In assessing the eligibility of any applicant for the Voluntary Assisted Return and Reintegration Programme (VARRP) all details are checked on Home Office systems and any duplicate claim made is identified and will be refused. To maintain the integrity of the asylum system, any individual who is found not to be in need of international protection and who does not qualify for leave on another basis is required to leave the United Kingdom. If they have been refused assistance under VARRP and subsequently fail to depart voluntarily, they will face enforced removal.
We are developing procedures to deal with those who might be intending to abuse the system by seeking to return to the United Kingdom under a different identity and then trying to claim asylum again and they include the current capture of visa applicants’ fingerprints that covers 11 countries at present.

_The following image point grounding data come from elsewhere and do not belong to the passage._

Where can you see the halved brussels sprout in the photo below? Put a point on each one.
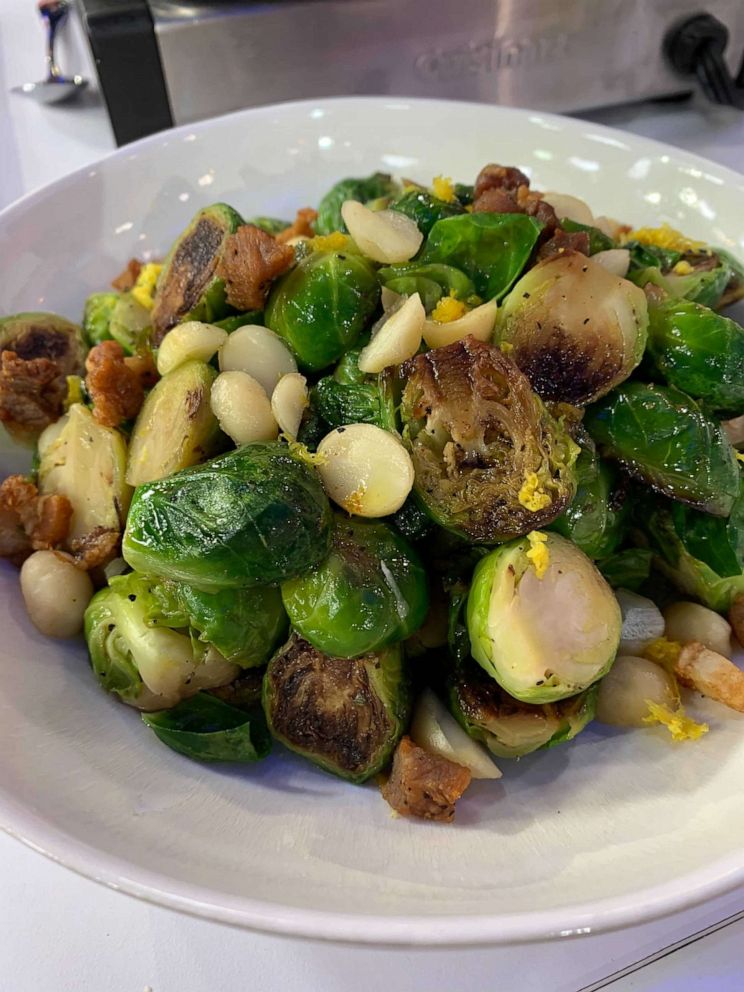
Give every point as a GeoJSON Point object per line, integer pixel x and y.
{"type": "Point", "coordinates": [490, 461]}
{"type": "Point", "coordinates": [370, 591]}
{"type": "Point", "coordinates": [252, 517]}
{"type": "Point", "coordinates": [189, 287]}
{"type": "Point", "coordinates": [344, 714]}
{"type": "Point", "coordinates": [207, 729]}
{"type": "Point", "coordinates": [175, 427]}
{"type": "Point", "coordinates": [544, 627]}
{"type": "Point", "coordinates": [510, 728]}
{"type": "Point", "coordinates": [148, 666]}
{"type": "Point", "coordinates": [575, 330]}
{"type": "Point", "coordinates": [660, 435]}
{"type": "Point", "coordinates": [85, 461]}
{"type": "Point", "coordinates": [322, 306]}
{"type": "Point", "coordinates": [700, 352]}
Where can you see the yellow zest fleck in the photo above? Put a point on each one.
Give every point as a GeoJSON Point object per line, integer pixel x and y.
{"type": "Point", "coordinates": [679, 725]}
{"type": "Point", "coordinates": [683, 268]}
{"type": "Point", "coordinates": [664, 237]}
{"type": "Point", "coordinates": [144, 288]}
{"type": "Point", "coordinates": [443, 188]}
{"type": "Point", "coordinates": [538, 553]}
{"type": "Point", "coordinates": [532, 496]}
{"type": "Point", "coordinates": [448, 309]}
{"type": "Point", "coordinates": [302, 453]}
{"type": "Point", "coordinates": [331, 242]}
{"type": "Point", "coordinates": [664, 652]}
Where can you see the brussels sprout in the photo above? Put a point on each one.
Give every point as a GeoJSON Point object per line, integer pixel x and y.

The results have shown that the capture of biometrics is helping to counter the return of failed asylum seekers to the UK. The Biometrics Programme in UKvisas, set up in 2005, is however extending the capture of biometrics to all remaining visa-issuing posts from late this summer, with completion aimed around the end of 2007.
As part of the initial asylum process, all asylum applicants are fingerprinted with the exception of those under the age of five.
These prints are stored in the Immigration and Asylum Fingerprint Service (IAFS) database. If a failed asylum seeker applies for a new visa, their fingerprints will be taken, (if they are applying in an overseas post where biometrics are currently captured), and checked by the Immigration Fingerprinting Bureau (IFB) against the IAFS database for possible matches in any identity. If an applicant is shown to have previously claimed asylum in a different identity, the two cases are linked on the Home Office system with alias details being listed on both records.
All asylum claims are determined on their individual merits, including any claims made by those who have previously availed themselves of VARRP.